A Journalistic Lynch Mob Goes After an Order of Nursing Nuns
Andrew Sullivan, Anti-Catholic Bias, Ireland, Journalistic Malpractice, Sisters of Bon Secours, Unwed Mothers
A former workhouse built in the 1840s, later the Mother/Baby Home in Tuam, County Galway, Ireland
At the beginning of this month, a story based upon nothing but old news and unsupported allegations originating from an amateur local historian with an axe to grind rapidly became international news. Left-wing bloggers like Andrew Sullivan leapt aboard, taking the story as good evidence of the Roman Catholic Church’s crimes against humanity via that church’s disapproval of (what it considers the mortal sin of) extra-marital sex.

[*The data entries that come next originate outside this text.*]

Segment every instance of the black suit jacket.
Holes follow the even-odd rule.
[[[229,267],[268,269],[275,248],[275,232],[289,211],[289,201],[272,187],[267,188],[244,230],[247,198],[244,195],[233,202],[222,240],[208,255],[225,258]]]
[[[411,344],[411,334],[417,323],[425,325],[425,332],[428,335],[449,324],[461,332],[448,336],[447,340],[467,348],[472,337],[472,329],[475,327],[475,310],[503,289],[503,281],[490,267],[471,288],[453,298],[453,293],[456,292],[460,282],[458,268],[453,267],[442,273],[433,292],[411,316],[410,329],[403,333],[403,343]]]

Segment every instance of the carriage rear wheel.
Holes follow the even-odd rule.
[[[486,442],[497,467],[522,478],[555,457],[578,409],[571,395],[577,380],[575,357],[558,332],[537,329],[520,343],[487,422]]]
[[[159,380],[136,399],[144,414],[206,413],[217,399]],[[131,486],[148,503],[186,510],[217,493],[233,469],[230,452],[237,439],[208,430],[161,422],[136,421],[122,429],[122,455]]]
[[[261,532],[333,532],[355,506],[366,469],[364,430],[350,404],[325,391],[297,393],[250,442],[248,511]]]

The story is, of course, simply an echoing of the popular culture meme created by the 2002 film The Magdalene Sisters, which depicted unwed mothers as innocent victims grossly abused by a greedy and sadistic nun and sexually exploited by a priest at the asylum to which unmarried pregnant women were consigned by an unsympathetic Irish society in the bad old days before the 1960s Revolution.
A vast number of news stories tell us that close to 800 bodies of babies were discovered consigned to a “septic tank” and infer, on the basis of pure speculation, a few anecdotes, and a single war-time health inspection report that children were mistreated and starved into early deaths.
- What Was the Mother/Baby Home?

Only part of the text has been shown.